Snow, flood, fire. They are the obvious emergencies that have and could occur again in Ludlow. There is the unexpected too. A coach or rail crash. A bridge demolished. There are also the things we tend not to think about. A flu pandemic. A shutdown of the countryside due to disease in livestock. Disruption of food supply chains. Loss of power.

The whole point of emergency planning, contingency planning, call it what you will, is that we must be prepared for routine events and exceptional events. That means local preparation as well as working alongside the blue light services and Shropshire Council.

In a rural location like ours, we must not become overdependent on resources based a long way away. They may be tied up with emergencies elsewhere and, in any event, they will will take some time to get here. That’s why we need to plan for what we can do as a small rural community.

My ideas have been shaped by spending Thursday in a “political leadership masterclass” – that’s a workshop to you and me. The event was organised by the Local Government Association and hosted by the West Midlands Fire Service at their Duddeston HQ. It brought together councillors from across the country who need to respond to unexpected events in their roles as civic leaders. We heard from councillors directly responding to the terrorist attack on the Manchester Arena and those dealing with the aftermath of the Grenfell fire.

The very nature of local councils is that they are more focused on the routine not the exceptional. We councillors in Shropshire, whether unitary, town or parish, spend our time in committee debates on policies, spending, planning applications and the rest. We tend not to give enough thought to how we would respond to a disruption or emergency.

I want to take you through a “two feet of snow for two weeks” scenario (2×2 snow).

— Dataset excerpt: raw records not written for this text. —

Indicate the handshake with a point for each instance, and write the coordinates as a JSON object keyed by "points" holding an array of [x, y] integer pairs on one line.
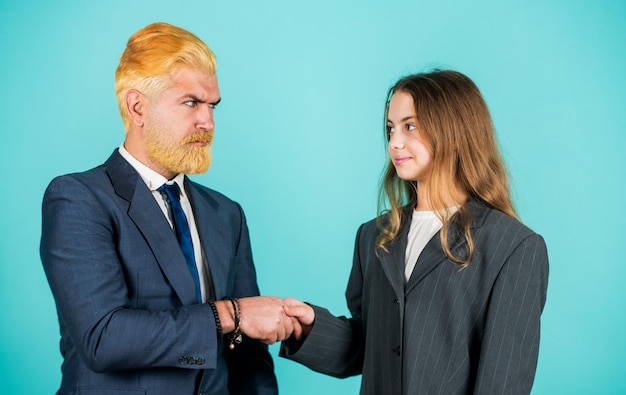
{"points": [[267, 318]]}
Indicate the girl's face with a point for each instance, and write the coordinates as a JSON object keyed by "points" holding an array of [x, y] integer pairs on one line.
{"points": [[408, 151]]}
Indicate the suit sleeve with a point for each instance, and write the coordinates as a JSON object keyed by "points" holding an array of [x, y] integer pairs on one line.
{"points": [[510, 345], [335, 346], [82, 262], [250, 366]]}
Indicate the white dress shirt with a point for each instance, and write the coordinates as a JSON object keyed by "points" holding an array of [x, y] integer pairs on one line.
{"points": [[154, 180]]}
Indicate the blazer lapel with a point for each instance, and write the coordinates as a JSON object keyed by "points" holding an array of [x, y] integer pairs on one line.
{"points": [[432, 255], [149, 219], [214, 240], [393, 261]]}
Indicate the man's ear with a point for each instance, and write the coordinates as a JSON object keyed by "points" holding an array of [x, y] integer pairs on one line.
{"points": [[135, 106]]}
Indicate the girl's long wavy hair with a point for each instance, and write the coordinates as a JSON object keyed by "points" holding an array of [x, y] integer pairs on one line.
{"points": [[454, 121]]}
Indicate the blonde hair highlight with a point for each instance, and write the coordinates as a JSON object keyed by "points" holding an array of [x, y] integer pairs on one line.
{"points": [[152, 54], [455, 123]]}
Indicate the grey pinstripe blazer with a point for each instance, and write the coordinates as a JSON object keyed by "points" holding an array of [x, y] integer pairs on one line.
{"points": [[444, 331]]}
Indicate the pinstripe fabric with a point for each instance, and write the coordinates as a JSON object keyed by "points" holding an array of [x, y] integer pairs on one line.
{"points": [[444, 331]]}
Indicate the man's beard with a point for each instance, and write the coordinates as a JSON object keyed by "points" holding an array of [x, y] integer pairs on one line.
{"points": [[179, 156]]}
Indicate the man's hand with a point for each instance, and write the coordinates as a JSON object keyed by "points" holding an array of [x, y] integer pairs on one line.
{"points": [[260, 317], [303, 316]]}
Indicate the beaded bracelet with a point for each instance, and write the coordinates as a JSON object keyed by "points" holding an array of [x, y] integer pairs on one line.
{"points": [[218, 323], [235, 337]]}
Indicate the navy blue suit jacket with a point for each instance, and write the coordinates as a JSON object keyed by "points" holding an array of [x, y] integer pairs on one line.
{"points": [[126, 301]]}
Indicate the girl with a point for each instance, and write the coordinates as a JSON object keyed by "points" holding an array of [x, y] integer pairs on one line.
{"points": [[447, 286]]}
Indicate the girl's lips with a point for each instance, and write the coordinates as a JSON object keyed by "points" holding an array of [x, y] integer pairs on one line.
{"points": [[398, 160]]}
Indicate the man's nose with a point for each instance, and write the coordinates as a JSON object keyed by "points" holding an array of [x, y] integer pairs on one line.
{"points": [[205, 118]]}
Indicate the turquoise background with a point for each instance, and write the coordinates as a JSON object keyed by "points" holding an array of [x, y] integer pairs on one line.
{"points": [[299, 144]]}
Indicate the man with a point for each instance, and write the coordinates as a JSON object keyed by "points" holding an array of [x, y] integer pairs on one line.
{"points": [[154, 286]]}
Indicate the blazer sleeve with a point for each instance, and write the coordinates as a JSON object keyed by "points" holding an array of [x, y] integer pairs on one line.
{"points": [[510, 346], [87, 277], [335, 346], [250, 366]]}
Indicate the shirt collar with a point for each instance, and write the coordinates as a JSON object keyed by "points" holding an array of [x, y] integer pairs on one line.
{"points": [[152, 179]]}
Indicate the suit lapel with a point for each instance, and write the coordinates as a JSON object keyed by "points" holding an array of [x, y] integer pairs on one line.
{"points": [[149, 219], [214, 240], [393, 261], [433, 255]]}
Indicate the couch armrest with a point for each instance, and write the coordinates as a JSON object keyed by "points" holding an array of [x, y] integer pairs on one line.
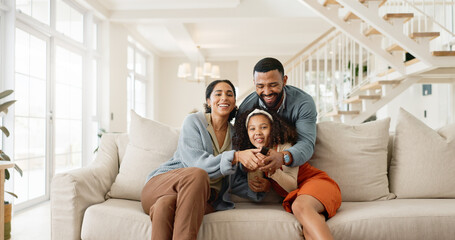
{"points": [[74, 191]]}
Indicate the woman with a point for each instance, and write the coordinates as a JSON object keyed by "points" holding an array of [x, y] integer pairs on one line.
{"points": [[309, 193], [194, 181]]}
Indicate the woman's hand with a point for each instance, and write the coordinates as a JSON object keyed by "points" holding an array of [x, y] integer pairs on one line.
{"points": [[259, 184], [248, 158], [272, 162]]}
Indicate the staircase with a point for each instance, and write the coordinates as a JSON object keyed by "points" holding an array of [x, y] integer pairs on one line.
{"points": [[376, 50]]}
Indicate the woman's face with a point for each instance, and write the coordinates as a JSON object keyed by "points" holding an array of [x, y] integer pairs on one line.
{"points": [[222, 100], [259, 128]]}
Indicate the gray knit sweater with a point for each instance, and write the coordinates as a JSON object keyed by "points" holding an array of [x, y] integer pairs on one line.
{"points": [[195, 149]]}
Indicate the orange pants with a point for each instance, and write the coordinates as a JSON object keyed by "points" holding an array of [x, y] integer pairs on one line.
{"points": [[314, 182]]}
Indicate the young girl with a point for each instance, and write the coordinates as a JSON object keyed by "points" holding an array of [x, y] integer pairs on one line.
{"points": [[309, 193]]}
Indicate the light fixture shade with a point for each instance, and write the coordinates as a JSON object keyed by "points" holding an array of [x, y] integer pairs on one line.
{"points": [[198, 73], [184, 70], [180, 73], [215, 73], [207, 69], [187, 69]]}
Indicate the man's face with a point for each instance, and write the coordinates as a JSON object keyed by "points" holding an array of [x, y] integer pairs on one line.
{"points": [[269, 87]]}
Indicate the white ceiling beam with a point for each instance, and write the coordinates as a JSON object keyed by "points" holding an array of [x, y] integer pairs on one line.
{"points": [[185, 41], [99, 10], [170, 4], [247, 10]]}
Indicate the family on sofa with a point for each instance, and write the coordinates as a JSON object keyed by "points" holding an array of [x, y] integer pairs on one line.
{"points": [[394, 185], [205, 170]]}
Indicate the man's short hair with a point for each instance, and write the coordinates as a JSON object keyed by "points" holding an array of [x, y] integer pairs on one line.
{"points": [[269, 64]]}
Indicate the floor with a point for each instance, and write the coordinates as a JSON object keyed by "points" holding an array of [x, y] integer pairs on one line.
{"points": [[32, 223]]}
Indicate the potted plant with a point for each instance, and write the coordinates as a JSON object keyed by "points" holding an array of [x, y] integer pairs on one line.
{"points": [[3, 157]]}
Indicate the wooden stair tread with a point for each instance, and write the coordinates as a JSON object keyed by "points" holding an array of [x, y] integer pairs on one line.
{"points": [[378, 84], [359, 98], [443, 53], [386, 72], [330, 2], [431, 35], [412, 61], [339, 112], [380, 4], [371, 31], [350, 16], [406, 16], [394, 47]]}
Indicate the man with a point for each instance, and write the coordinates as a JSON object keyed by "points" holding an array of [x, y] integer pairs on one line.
{"points": [[291, 103]]}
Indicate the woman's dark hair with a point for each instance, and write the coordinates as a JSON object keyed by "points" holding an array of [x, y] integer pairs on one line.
{"points": [[269, 64], [208, 92], [281, 131]]}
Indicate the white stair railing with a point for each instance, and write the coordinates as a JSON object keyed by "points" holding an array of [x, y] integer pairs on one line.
{"points": [[331, 69], [429, 16]]}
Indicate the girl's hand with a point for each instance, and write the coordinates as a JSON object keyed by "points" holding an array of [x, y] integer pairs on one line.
{"points": [[248, 158], [272, 162], [259, 184]]}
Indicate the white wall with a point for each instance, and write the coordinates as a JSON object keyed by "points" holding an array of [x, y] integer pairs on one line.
{"points": [[438, 105], [118, 73]]}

In Ludlow, we are a community that is quite a way from major emergency resources. West Mercia Police plan to keep a minimum of one police officer at Ludlow 24×7. But the police officers may need to go out to incidents at Cleobury Mortimer or Bishop’s Castle, so they are not always on the spot. We have a 24×7 paramedic but ambulances usually come from Hereford or Shrewsbury. We have a great local fire team but when they are stretched to the limit, it will take a while to get additional crews to the town.

Geography – distance – is hugely important in the life of our town, every day. It becomes more important when our one rail line is out of action and our one major road is blocked. We don’t get as cut off as communities in mid-Wales or Cumbria but our geographical location makes our town more vulnerable.

In early March, the supermarkets ran out of fresh items the snow fell and struggled to restock. No one went hungry but this was only a three day snow event. It demonstrated that the supply lines to the stores are fragile. The market was shut by the town council for four days (plus the usual Tuesday closure). It formally reopened on the Wednesday but some stallholders pitched up on the Monday anxious to trade and serve.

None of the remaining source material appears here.